AlexNet for image classification

Image classification using the OpenCV DNN module by using AlexNet and Caffe pre-trained models is performed in the image_classification_opencv_alexnet_caffe.py script. The first step is to load the name of the classes. The second step is to load the serialized Caffe model from disk. The third step is to load the input image to classify. The fourth step is to create the blob with a size of (227, 2327) and the (104, 117, 123) mean subtraction values. The fifth step is to feed the input blob to the network, perform inference, and get the output. The sixth step is to get the 10 indexes with the highest probability (in descending order). This way, the index with the highest probability (top prediction) will be the first. Finally, we will draw the class and the probability associated with the top prediction on the image. The output of this script can be seen in the following screenshot:

As shown in the previous screenshot, the top prediction corresponds to a church with a probability of 0.8325679898.

The top 10 predictions are as follows:

1. label: church, probability: 0.8325679898
2. label: monastery, probability: 0.043678388
3. label: mosque, probability: 0.03827961534
4. label: bell cote, probability: 0.02479489893
5. label: beacon, probability: 0.01249620412
6. label: dome, probability: 0.01223050058
7. label: missile, probability: 0.006323920097
8. label: projectile, probability: 0.005275635514
9. label: palace, probability: 0.004289720673
10. label: castle, probability: 0.003241452388

It should also be noted that we perform the following when drawing the class and probability:

text = "label: {} probability: {:.2f}%".format(classes[indexes[0]], preds[0][indexes[0]] * 100)
print(text)
y0, dy = 30, 30
for i, line in enumerate(text.split('\n')):
    y = y0 + i * dy
    cv2.putText(image, line, (5, y), cv2.FONT_HERSHEY_SIMPLEX, 0.8, (0, 255, 255), 2)

This way, the text can be split and drawn in different lines in the image.

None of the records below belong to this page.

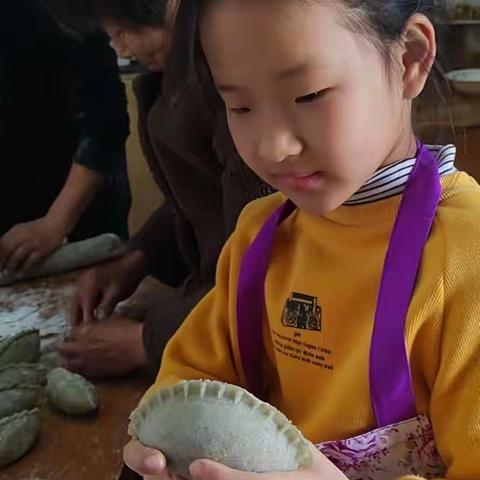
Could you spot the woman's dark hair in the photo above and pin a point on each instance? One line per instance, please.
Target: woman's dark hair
(381, 21)
(131, 14)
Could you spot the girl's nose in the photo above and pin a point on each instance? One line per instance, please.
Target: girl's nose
(279, 144)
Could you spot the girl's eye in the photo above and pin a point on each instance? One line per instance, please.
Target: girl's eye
(311, 97)
(240, 110)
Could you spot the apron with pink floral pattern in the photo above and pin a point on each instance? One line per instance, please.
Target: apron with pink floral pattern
(403, 442)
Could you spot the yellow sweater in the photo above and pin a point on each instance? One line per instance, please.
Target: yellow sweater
(319, 379)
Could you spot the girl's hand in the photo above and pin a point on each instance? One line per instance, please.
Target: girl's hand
(152, 465)
(147, 462)
(321, 469)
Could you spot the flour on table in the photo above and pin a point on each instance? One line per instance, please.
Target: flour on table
(41, 307)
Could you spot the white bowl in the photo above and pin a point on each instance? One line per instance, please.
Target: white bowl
(465, 81)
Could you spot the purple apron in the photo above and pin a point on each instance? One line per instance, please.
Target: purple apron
(403, 443)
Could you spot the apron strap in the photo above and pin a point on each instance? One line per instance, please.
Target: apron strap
(391, 386)
(251, 300)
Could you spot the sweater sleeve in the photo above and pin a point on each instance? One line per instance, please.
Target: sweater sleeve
(455, 399)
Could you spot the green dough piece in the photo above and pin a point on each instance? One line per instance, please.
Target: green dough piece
(18, 434)
(24, 347)
(70, 257)
(70, 392)
(16, 398)
(220, 422)
(23, 373)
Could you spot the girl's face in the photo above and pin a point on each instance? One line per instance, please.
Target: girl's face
(311, 106)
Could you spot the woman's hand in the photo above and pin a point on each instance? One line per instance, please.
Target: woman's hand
(25, 245)
(152, 465)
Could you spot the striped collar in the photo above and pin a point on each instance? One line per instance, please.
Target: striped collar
(392, 179)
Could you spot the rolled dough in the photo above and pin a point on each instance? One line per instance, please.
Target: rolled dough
(70, 257)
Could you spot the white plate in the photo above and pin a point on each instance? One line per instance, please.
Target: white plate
(465, 81)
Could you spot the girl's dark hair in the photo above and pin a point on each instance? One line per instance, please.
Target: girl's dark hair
(131, 14)
(380, 21)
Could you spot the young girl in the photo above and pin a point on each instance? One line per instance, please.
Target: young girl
(352, 306)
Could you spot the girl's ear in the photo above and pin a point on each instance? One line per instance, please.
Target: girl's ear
(419, 49)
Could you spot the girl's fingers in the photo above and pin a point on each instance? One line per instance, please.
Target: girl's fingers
(145, 461)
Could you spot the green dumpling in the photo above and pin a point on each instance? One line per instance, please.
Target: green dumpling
(23, 373)
(204, 419)
(18, 434)
(15, 398)
(24, 347)
(70, 392)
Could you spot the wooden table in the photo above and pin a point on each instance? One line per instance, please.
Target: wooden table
(72, 448)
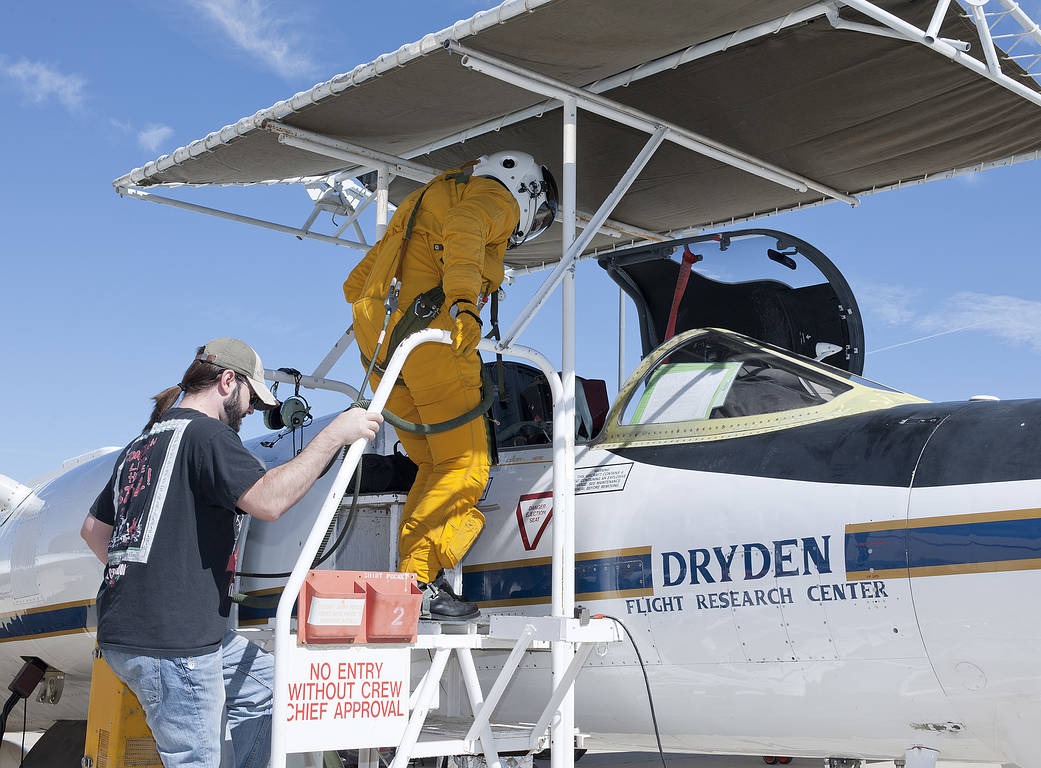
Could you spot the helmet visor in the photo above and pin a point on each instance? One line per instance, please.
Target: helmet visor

For example, if we execute the following code, the text will be drawn in two lines:

text = "label: {}\nprobability: {:.2f}%".format(classes[indexes[0]], preds[0][indexes[0]] * 100)

It should be noted that the bvlc_alexnet.caffemodel file is not included in the repository of this book because it exceeds GitHub's file size limit of 100.00 MB. You have to download it from http://dl.caffe.berkeleyvision.org/bvlc_alexnet.caffemodel.

Therefore, you have to download the bvlc_alexnet.caffemodel file before running the script.